Care, in its paradoxical quality, is much like the gift (Mauss 2000), useful in its ability to show how acts of creating and sustaining relationships are also imbued with the potential for violence and the destruction of life. The wounds of care can bind us, much in the way as the gift tends to, though not always, compel a return. Care can further autonomy yet is inextricably linked with dependency. Amazonianist literature has equally highlighted the ways in which “‘care’ and ‘control’ (are) part of the same relational scheme” (Fausto 2013), whereby the “the transformation of a relationship between predator and prey into one between master and pet (see Fausto 1999; 2008: 345-348) in which the pet position is not necessarily imposed, but rather sought out (Costa 2009: 176-7). Yet I still recoil slightly at the use of care here. Are such acts of feeding, which in essence foster asymmetrical relations, acts of care, or ultimately acts of domination? While total autonomy is clearly a limit case, and proponents of the politics of care seem to largely promote attempts to forge healthier forms of co-dependence, is care the right language for the range of actions which foster such darker dependencies? Is it simply a theoretical matter of scales or gradients of care, or are we instead talking about rather different phenomena for which we may need a more nuanced language to differentiate parts of a process, or even different actions?

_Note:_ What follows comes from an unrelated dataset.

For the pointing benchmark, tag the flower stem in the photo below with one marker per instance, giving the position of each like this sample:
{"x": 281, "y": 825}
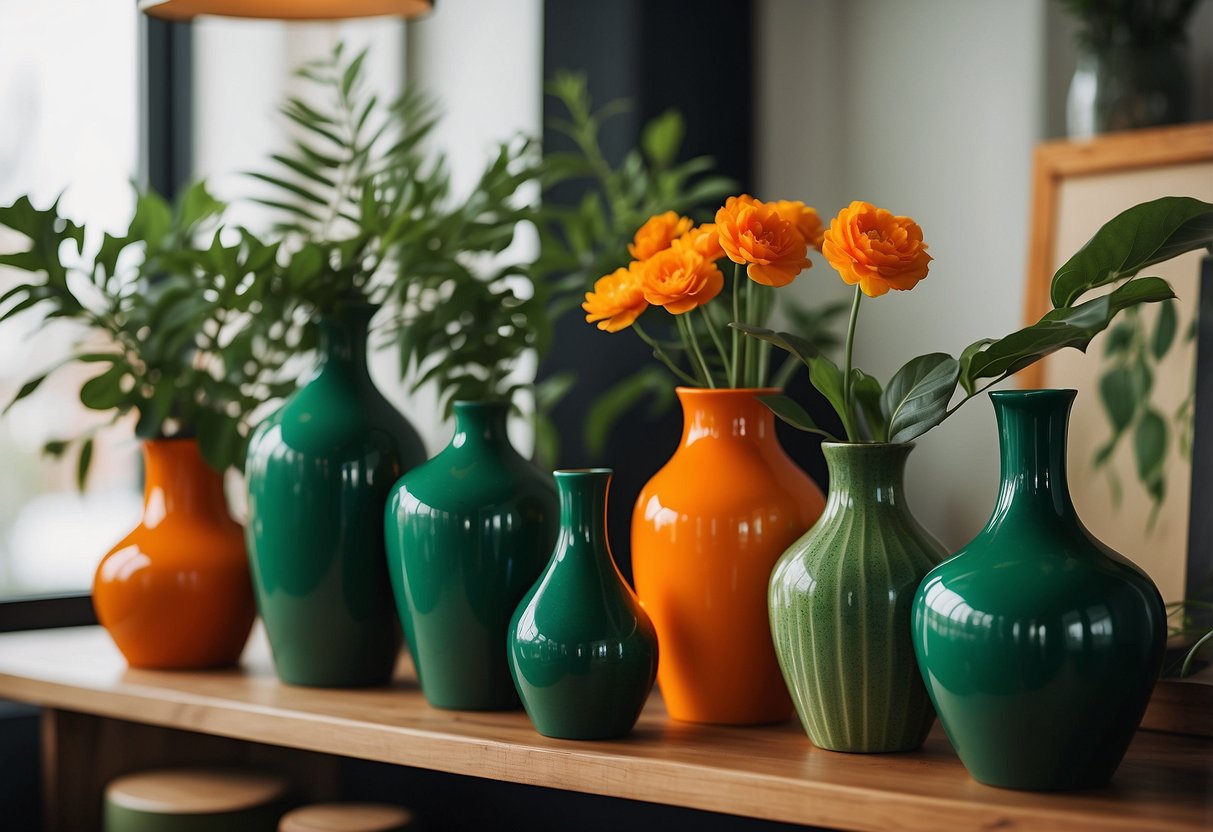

These examples demonstrate that, as stated at the opening of the piece, at the heart of care lies an ambiguity, a profound dichotomy; that care can slip into coercion – and that acts of capture can also themselves be caring. My own apprehension in employing the term “care” is that most people do not seem to relate to the concept in this way. As seen in the earlier examples, it is a term employed predominantly positively. For example, in common speech we often counterpoint care with the ways in which such care could result in controlling behaviour (here I think of the use of terms such as manipulative or coercive), rather than acknowledging that different behaviours grouped as care can have intrinsically coercive aspects. How to differentiate such a range of ambiguous yet different phenomena is essential to unpicking the mechanisms by which structural inequalities are socially legitimated through interpersonal relations. Rather than pushing against the spirit of Gens, such a sensibility strikes me as furthering the same project, attempting to grasp the naturalisation of inequalities at multiple scales.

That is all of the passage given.